Estudos que envolvem a formação de professores universitários no Brasil foram desenvolvidos a partir de abordagem qualitativa utilizando, sobretudo entrevistas, questionários e análise documental. Pachane (2003), por exemplo, para investigar o Programa de Estágio e Capacitação Docente (PECD) da UNICAMP; Bazzo (2007), no estudo da constituição da profissionalidade docente do professor universitário; Soares (2007a), para investigar e propor um uso mais frequente do ideário freiriano na docência universitária e, finalmente; Cunha (2006), no estudo da cultura e avaliação institucional na docência universitária e também na pesquisa envolvendo o espaço da pós-graduação em educação na formação do professor universitário (CUNHA, 2009).

No caso desta investigação, o processo de construção de seu objeto nem sempre foi linear e sistemático. Compreender os recortes, os procedimentos, interagir com os pares, pesquisar, tanto na literatura especializada quanto entre outros participantes da pesquisa, envolveu etapas e processos, que, certas vezes, ocorreram de forma integrada, enquanto noutras, em tempos e espaços nitidamente distinguíveis.

Apesar disso, pretende-se explicitar tais aspectos de modo a tornar compreensível sua dinâmica.

Inicialmente, esta investigação foi idealizada a partir de um pré-projeto apresentado ao colegiado do Programa de Pós-Graduação em Educação Científica e Tecnológica (PPGECT).

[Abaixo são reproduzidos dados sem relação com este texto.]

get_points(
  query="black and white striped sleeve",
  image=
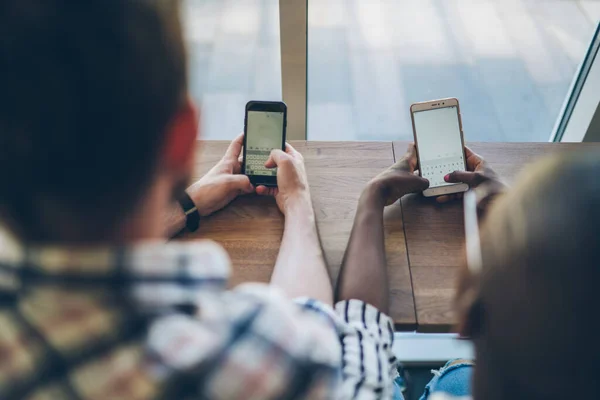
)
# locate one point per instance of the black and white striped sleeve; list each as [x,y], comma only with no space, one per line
[368,363]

O referido pré-projeto foi submetido durante a seleção para o ingresso ao doutorado e compôs um projeto institucional mais amplo denominado “Avaliação qualitativa e quantitativa do Ensino das Ciências na Universidade Federal do Amazonas”, integrado por docentes desta instituição e também da Universidade Federal da Bahia (UFBA). Este projeto mais amplo, do qual fazia parte o citado pré-projeto, concebido para ser desenvolvido a partir desta tese, foi submetido e aprovado no Comitê de Ética e Pesquisa (CEP) daquela instituição (Anexo 1).

O período de realização da pesquisa propriamente dita foi de março de 2008 até agosto de 2011. O presente estudo foi desenvolvido, de forma ininterrupta, em três distintas etapas denominadas, a partir de agora, Investigação Preliminar [equivalente ao período exploratório de ALVES (1991)], Estudo Piloto e Pesquisa “in loco”. As duas primeiras foram realizadas em Florianópolis, envolvendo pesquisa bibliográfica, pesquisa via internet e a partir de contatos por meio de correio eletrônico com docentes e IES localizadas em diversas cidades brasileiras. A terceira etapa foi realizada nas cidades de Belém, Manaus e São Paulo e envolveu a pesquisa com docentes de Parasitologia, Microbiologia e Micologia.